But that was a mistake in course setup, though not one the USGA could have possibly foreseen. You’re not supposed to survive the bomb-and-gouge at a U.S. Open. The rough is supposed to punish severely at the National Championship and one can imagine all of golf’s governing bodies looking at major championships in a different way today.
Consider, however, the tournaments where DeChambeau has been a nonfactor in the last 12 months, since he began a massive weight gain during the shutdown and adding historical speeds and distance.
He was 22nd at the Concession, 34th at the Masters, 22nd at the Tour Championship, 30th in Memphis, missed the cut at the Memorial and was 50th (out of 70) at Olympia Fields (BMW Championship).
All courses where missed fairways and greens punish, or where distance is negated by sharp turns, sticky rough and penalizing green complexes.

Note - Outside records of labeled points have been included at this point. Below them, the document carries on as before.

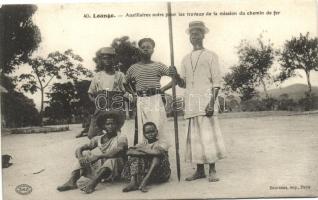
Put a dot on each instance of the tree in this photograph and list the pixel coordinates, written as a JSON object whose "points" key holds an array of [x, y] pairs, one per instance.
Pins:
{"points": [[56, 65], [60, 97], [240, 80], [20, 35], [257, 59], [299, 54], [127, 53]]}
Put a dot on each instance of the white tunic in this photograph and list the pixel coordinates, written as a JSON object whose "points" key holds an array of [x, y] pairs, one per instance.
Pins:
{"points": [[201, 71]]}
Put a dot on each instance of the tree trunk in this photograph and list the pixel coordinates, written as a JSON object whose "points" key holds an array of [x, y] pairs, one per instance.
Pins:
{"points": [[308, 82], [42, 102], [265, 89]]}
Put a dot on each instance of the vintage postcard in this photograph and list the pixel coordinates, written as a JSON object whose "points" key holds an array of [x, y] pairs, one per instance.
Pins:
{"points": [[159, 100]]}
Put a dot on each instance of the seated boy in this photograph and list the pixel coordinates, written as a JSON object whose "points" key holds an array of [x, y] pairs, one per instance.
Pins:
{"points": [[105, 158], [147, 163]]}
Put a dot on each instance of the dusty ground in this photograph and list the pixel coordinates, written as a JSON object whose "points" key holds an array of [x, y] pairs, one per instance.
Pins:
{"points": [[263, 151]]}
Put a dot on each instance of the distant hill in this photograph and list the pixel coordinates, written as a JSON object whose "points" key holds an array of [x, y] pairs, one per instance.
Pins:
{"points": [[295, 91]]}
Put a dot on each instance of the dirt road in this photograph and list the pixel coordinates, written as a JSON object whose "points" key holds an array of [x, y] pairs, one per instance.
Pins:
{"points": [[269, 156]]}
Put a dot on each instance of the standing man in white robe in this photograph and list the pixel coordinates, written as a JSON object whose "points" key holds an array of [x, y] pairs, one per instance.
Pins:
{"points": [[200, 76]]}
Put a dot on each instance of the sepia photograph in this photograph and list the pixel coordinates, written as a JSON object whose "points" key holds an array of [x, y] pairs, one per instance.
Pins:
{"points": [[159, 100]]}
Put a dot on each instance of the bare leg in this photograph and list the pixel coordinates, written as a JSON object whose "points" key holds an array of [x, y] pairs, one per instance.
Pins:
{"points": [[154, 164], [199, 173], [71, 183], [132, 185], [212, 173], [90, 187]]}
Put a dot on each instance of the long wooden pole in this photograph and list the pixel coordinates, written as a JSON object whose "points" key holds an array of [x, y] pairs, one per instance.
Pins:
{"points": [[175, 116]]}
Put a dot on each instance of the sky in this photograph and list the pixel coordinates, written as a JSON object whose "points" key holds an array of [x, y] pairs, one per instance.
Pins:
{"points": [[63, 26]]}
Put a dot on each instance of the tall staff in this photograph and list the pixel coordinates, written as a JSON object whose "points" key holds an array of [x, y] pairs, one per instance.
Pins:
{"points": [[175, 116]]}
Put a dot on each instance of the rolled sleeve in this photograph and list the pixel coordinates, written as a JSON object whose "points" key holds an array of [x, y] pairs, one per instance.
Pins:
{"points": [[183, 70], [163, 70], [123, 141], [92, 87]]}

Interesting also that Jon Rahm won both the Memorial and the BMW, the two most difficult tournaments of 2020. What they had in common was punishment for missing fairways and greens.
Rahm is plenty long (Top 20 in driving distance), but he wasn’t on the leaderboard in Chicago until he started hitting fairways on the weekend.

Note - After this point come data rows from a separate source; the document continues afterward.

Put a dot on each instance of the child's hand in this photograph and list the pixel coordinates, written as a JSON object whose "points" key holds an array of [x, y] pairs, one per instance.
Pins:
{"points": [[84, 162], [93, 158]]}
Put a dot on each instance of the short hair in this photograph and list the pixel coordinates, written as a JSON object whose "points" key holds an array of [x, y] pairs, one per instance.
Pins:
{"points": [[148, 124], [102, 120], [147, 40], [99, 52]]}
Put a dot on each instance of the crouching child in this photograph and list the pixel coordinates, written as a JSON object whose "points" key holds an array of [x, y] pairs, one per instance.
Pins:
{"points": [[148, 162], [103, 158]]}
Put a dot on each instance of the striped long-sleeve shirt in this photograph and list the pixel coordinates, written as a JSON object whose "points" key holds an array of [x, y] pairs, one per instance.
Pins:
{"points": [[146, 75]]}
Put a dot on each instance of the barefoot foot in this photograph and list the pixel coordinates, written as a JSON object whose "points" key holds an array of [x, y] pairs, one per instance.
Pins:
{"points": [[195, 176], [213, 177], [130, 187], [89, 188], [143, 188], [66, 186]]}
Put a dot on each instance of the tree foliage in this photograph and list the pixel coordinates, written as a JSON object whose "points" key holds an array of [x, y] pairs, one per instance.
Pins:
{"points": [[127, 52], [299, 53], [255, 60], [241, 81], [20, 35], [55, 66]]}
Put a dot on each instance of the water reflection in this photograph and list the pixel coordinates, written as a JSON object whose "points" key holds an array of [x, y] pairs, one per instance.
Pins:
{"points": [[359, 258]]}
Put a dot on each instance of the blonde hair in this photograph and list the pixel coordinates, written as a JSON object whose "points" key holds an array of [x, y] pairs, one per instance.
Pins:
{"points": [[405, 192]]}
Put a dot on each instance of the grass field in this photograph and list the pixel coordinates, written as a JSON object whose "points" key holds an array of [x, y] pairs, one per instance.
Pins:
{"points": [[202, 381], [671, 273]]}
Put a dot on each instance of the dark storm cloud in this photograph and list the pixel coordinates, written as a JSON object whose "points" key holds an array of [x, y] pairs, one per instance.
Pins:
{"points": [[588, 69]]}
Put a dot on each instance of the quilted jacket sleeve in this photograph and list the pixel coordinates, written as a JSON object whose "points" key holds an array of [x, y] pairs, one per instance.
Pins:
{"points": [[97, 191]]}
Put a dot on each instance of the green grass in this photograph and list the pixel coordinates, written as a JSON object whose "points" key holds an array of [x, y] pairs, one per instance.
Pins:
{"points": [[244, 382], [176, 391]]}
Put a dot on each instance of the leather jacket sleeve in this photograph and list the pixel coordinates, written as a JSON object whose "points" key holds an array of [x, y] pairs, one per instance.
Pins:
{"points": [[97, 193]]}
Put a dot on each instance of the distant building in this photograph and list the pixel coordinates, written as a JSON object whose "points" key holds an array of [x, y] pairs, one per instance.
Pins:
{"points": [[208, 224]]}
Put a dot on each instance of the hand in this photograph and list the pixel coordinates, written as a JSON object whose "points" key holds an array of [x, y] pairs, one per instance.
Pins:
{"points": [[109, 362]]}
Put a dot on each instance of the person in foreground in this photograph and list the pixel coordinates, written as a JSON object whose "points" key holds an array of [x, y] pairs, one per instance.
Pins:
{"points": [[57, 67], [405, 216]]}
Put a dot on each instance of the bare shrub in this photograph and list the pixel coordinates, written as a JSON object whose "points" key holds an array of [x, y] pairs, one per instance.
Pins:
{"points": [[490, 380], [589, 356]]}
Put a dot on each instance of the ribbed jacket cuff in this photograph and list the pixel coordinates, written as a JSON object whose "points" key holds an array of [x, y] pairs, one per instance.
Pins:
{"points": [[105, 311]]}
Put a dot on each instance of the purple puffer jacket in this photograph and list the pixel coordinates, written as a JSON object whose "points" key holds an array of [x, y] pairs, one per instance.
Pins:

Olympia Fields was a very tough, but very fair test. Narrow fairways, long rough, firm greens and tough pin placements with the added benefit of Northern Illinois summer winds.
It’s not good for the game when rough doesn’t matter and what happened at the U.S. Open is not good for golf. With 23 fairways hit for DeChambeau over four days, it is the fewest by a U.S. Open winner since 1981, when the stat was first counted.
At Olympia Fields, DeChambeau was 64th out of 70 players in greens hit, 69th in driving accuracy and 58th in strokes-gained around the greens, while first in driving distance. He didn’t contend because the rough, the angles and the greens made it difficult to recover from errant tee shots.
And it was the best tournament of 2020 because of how it forced players to manage the course.
At the U.S. Open, DeChambeau was fifth in greens and scrambled very well despite all the missed fairways. His distance made the rough somewhat irrelevant. If that wasn’t a wake-up call for how the game is changing, nothing is.
It’s also why McIlroy went searching for more speed and distance. What’s crazy is McIlroy is almost certainly the best driver of the golf ball in the history of the game, and yet he went looking for more.
And now he is lost, like nearly every other player who has done the same since Woods burst on the scene 25 years ago. Jordan Spieth is just starting to find his game again after years of struggle and Rickie Fowler is wandering the desert, having lost his way.
This isn’t a swipe at DeChambeau, who is using science, advanced analytics and now brute force to claim an advantage. He is playing by the rules and it is working a good percentage of the time, though his poor shots on Sunday that cost him at TPC are a reminder that there is more to the game.
It doesn’t work for everyone and it has at least temporarily ruined McIlroy, who has fallen to No. 11 in the world, his first ranking outside the Top 10 in three years and one of only eight weeks outside the Top 10 in the last 10 years.
“The slightest change in your swing is going to feel uncomfortable for a while,” McIlroy said. “I want to get on the range right away and try to get through this. I’m pretty determined to get back to where I know I can be.”